F. Lee Bailey


Francis Lee Bailey Jr., commonly referred to as F. Lee Bailey, is an American former attorney. For most of his career, he was licensed in Massachusetts and Florida. He was a criminal defense attorney who served as the lawyer in the retrial of osteopathic physician Sam Sheppard. He was also the supervisory attorney over attorney Mark J. Kadish in the court martial of Captain Ernest Medina for the My Lai Massacre, among other highprofile trials, and was one of the lawyers for the defense in the O. J. Simpson murder case. He has also had a number of visible defeats, legal controversies, and personal trouble with the law, and was disbarred in Massachusetts and Florida for misconduct while defending his client Claude DuBoc. In 2014 he was denied a law license by the Maine State Bar Association and the Maine Supreme Judicial Court.

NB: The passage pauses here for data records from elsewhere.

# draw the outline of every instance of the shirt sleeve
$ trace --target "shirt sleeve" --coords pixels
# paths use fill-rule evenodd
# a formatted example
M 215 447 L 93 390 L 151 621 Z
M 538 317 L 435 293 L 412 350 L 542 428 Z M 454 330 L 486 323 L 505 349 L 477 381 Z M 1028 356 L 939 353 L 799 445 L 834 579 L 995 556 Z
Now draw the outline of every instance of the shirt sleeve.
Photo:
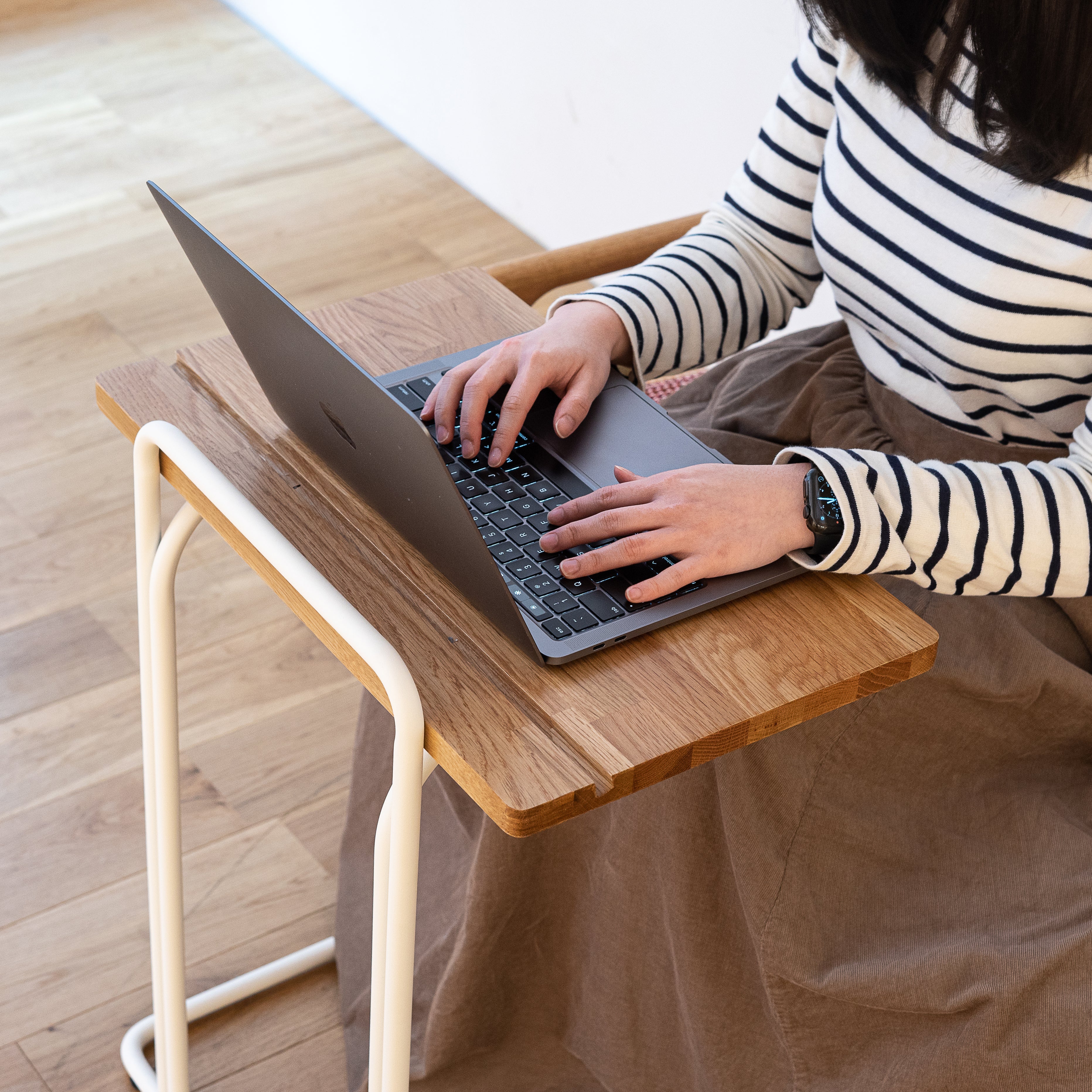
M 845 530 L 828 572 L 903 577 L 948 595 L 1092 595 L 1092 418 L 1049 462 L 915 463 L 877 451 L 792 447 L 822 470 Z
M 562 296 L 549 314 L 579 299 L 610 307 L 629 333 L 630 378 L 642 388 L 783 327 L 822 280 L 811 203 L 834 119 L 835 66 L 809 34 L 723 200 L 682 238 L 605 284 Z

Bailey was born in Waltham, Massachusetts. He went to Cardigan Mountain School and then Kimball Union Academy, graduating in the class of 1950. Bailey studied at Harvard College, but dropped out in 1952 to join the United States Marine Corps. Bailey was commissioned as an officer and, following flight training, received his Naval Aviator wings in 1954. He served as a jet fighter pilot, and then began to serve as a squadron legal officer, the role he filled until he resigned his commission in 1956.